I was in a graduate class the fall of 2007. It was being taught by Gary Olson, a professor at the School of Information. In 1992, he published research showing the effectiveness of shared editing using a program they developed called ShrEdit. Professor Olson showed us pictures from their research project. One was a room filled with monochrome screens. Very old school looking.

Everyone knew how difficult it was to collaborate on a report or lengthy paper. Having network access helped, but then only one person could edit it at a time. Emailing a document back it forth happened a lot. Track changes could be useful if you knew how to use. In 1992, it was paper, pencils and a whiteboard or old school CRTs. The Internet was in its infancy.

It was in this course that I worked on a group project analyzing Google Docs, a web based document editor by Google. It was similar to MS Word, but in a browser. Better yet, a number of people could edit at the same time. Google Docs was a better way. I knew it immediately. Such things could make working with others so much easier.

The group project required that we find ways to improve it, and we came up with a few ideas such as showing the cursor position of other people editing the document. Since then, that feature and a number of other improvements, have been implemented by Google.

The technical challenges associated with multiple people working on the same digital artifact are significant. But the advantages afforded to people working collaboratively on the same document is considerable. Being able to see where a person’s cursor was, and whose cursor it was, and to see what they typed as they were typing it was mind boggling and totally awesome. I loved it!

This type of editing revelation was similar to the one I had when I first learned about wikis in 1999. I was using ModWiki, a Perl based web application, and wondered why more people weren’t using wikis. When I realized how simple it was to enable people to create and edit web pages together, I knew it would change the world. Just like I knew that databases behind web applications would change the world.

Fast forward a decade and I’m writing my 507th blog post talking about how people interact with technology. I’m doing it as the first featured blog post for a corporate wiki about collaboration resources!

Every day I interact with technology that connects me to co-workers, family, and friends. I’m in meetings using my computer, phone, and a video camera to interact with a dozen people in different locations. I can see when someone is talking but forgot to unmute their microphone. I can see people yawn or lose interest in what’s being said. All the while I have various instant messaging threads going with co-workers and teammates. Even people in the same web meeting, via yet another instant messaging application.
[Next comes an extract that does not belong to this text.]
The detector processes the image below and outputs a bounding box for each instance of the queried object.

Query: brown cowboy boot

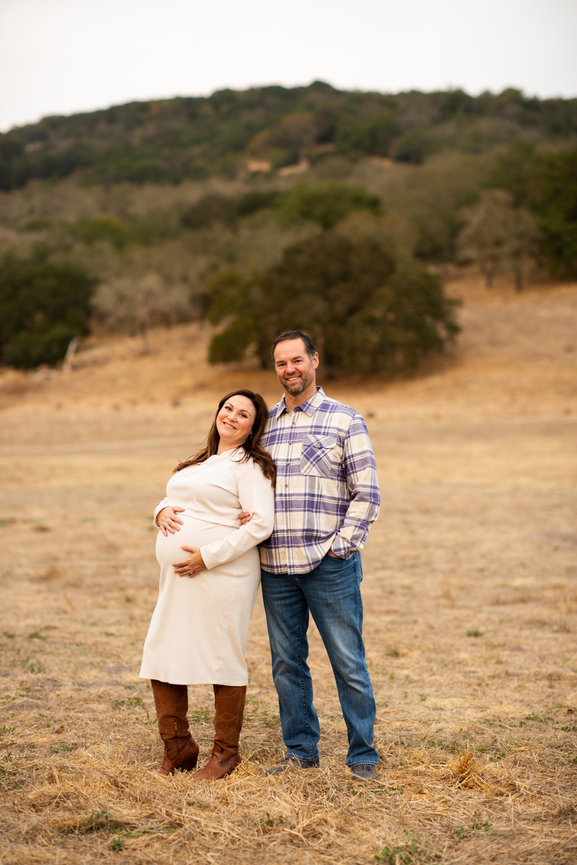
[193,684,246,781]
[150,679,199,775]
My daily life involves using working with computers and people to get work done and to help others get work done. I think about it how to make things better all the time. I love gadgets and technology that allow me to interact with information and people in different ways.

And I know there is always an easier way. It just takes time to find it.

Image: This is a picture of an adaptation made by a novice installer when code dictated a 4 inch pipe, even though the coupling was for a 3 inch pipe. It took some effort to crip the metal like that. But I couldn’t help but think there had to be an easier (and less hacked) solution. There was. That’s another story as well.